Le sujet qui m'a interpellée m'a été inspiré par une patiente de treize ans. Il s'agit d'une plateforme appelée Character AI, qui consiste à offrir une interface de chat dans laquelle l'utilisateur discute avec une intelligence artificielle dont la personnalité est déterminée avant la conversation. L'utilisateur peut décrire lui-même la personnalité avec laquelle il souhaite discuter, nommer une célébrité ou un personnage historique, ou choisir parmi les options proposées par les programmeurs. Le grand attrait du chat réside dans le fait que la personnalité des chatbots reste cohérente tout au long de l'interaction. Il en résulte l'étrange expérience de discuter avec quelqu'un dont le système de « pensée » à l'origine de ses questions et réponses a été déterminé par l'émetteur du message. L'interlocuteur répond à partir d'un endroit prédéterminé et personnalisé. Il s'agit donc de la promesse d'une communication parfaite, de l'équivalence entre ce qui se dit et ce qui s'entend, de faire exister la relation sexuelle.

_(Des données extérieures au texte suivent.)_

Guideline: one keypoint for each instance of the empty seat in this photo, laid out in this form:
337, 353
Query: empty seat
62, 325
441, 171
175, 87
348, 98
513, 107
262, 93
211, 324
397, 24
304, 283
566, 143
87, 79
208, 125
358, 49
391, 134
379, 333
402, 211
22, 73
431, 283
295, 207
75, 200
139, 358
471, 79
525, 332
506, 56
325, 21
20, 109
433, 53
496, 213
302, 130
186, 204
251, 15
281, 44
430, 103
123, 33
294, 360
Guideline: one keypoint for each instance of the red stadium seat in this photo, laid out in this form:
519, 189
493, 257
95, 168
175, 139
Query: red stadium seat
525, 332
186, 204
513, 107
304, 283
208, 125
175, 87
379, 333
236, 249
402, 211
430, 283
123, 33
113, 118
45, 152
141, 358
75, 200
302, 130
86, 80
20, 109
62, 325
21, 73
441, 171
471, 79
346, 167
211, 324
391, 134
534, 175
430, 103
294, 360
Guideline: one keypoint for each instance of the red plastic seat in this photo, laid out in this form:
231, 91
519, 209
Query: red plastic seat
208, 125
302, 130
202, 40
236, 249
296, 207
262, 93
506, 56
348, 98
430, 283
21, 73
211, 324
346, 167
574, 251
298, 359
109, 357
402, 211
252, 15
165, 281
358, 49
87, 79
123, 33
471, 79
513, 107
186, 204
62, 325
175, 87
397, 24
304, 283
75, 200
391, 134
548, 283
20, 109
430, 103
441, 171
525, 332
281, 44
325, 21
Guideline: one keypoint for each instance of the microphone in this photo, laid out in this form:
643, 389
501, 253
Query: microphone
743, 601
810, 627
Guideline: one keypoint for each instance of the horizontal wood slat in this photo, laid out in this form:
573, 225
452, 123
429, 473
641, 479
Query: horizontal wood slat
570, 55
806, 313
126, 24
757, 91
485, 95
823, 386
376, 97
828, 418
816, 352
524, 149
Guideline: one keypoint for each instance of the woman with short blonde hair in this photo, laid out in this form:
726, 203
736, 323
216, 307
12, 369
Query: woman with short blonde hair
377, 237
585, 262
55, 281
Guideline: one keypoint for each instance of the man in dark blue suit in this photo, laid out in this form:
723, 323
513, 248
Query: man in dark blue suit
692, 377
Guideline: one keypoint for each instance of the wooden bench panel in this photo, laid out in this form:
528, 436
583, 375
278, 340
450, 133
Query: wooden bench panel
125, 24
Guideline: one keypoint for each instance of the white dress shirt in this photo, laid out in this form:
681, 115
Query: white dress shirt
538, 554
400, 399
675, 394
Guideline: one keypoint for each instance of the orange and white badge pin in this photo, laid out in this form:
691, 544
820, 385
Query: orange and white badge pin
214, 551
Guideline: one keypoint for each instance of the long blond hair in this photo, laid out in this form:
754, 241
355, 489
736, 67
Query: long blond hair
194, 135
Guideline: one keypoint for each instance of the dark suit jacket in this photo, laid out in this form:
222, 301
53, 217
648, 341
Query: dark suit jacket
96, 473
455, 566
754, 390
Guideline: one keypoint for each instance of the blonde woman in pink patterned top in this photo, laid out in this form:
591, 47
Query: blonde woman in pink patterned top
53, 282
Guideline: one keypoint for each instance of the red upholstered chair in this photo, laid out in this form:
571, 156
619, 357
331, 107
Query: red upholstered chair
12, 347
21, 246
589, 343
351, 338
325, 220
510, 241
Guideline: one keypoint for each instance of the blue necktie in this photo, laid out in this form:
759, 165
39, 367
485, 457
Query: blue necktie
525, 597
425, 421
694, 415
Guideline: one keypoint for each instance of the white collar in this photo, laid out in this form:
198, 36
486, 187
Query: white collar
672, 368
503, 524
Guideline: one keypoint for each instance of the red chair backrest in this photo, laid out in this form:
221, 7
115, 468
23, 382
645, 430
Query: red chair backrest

Cette plateforme compte plus de 20 millions d'utilisateurs dans le monde entier, le Brésil étant le deuxième pays en termes de trafic mondial, derrière les États-Unis. Sur les plus de 2 millions d'utilisateurs au Brésil, la majorité a entre 13 et 25 ans. Ainsi, même si la relation de ma patiente avec ses chatbots – qui comprend un exercice d'approche de la vie sexuelle – présente des singularités interprétables en analyse, nous pouvons supposer qu'il y a peut-être quelque chose propre à l'adolescence qui rend ce produit attrayant. La promesse d'une rencontre avec l'autre sans aucune rainure, sans attentes, sans jugements ni malentendus semble très séduisante ; et encore plus lorsqu'il s'agit de mimer la rencontre avec l'autre sexe et la différence sexuelle.
Cette rencontre, propre à l'adolescence, est la rencontre avec le manque d'un savoir constitué qui détermine ce qu'il faut faire par rapport à sa propre jouissance, qui s'éveille comme étrange. On peut supposer que c'est ce que l'adolescent recherche dans ses conversations avec les robots : des réponses à ce déplacement de la jouissance dans le corps. Mais là, se présente un paradoxe : comment s'appuyer, pour faire ses inventions de langage, sur une imitation d'un autre qui n'a pas de corps, qui n'éprouve donc pas de jouissance, et qui ne renvoie au sujet que ce que celui-ci a émis de manière spéculaire ?
Il s'agit donc de la communication parfaite, de l'équivalence entre ce qui se dit et ce qui s'entend, il s'agit de faire exister la relation sexuelle.
S'il est possible d'ouvrir là un espace de décalage entre le sujet et son robot, si cela prend la forme ludique d'un jeu, d'une fiction, pouvant même être amenée à l'analyse, quelque chose de nouveau peut être inventé en réponse à l'impossibilité de la relation.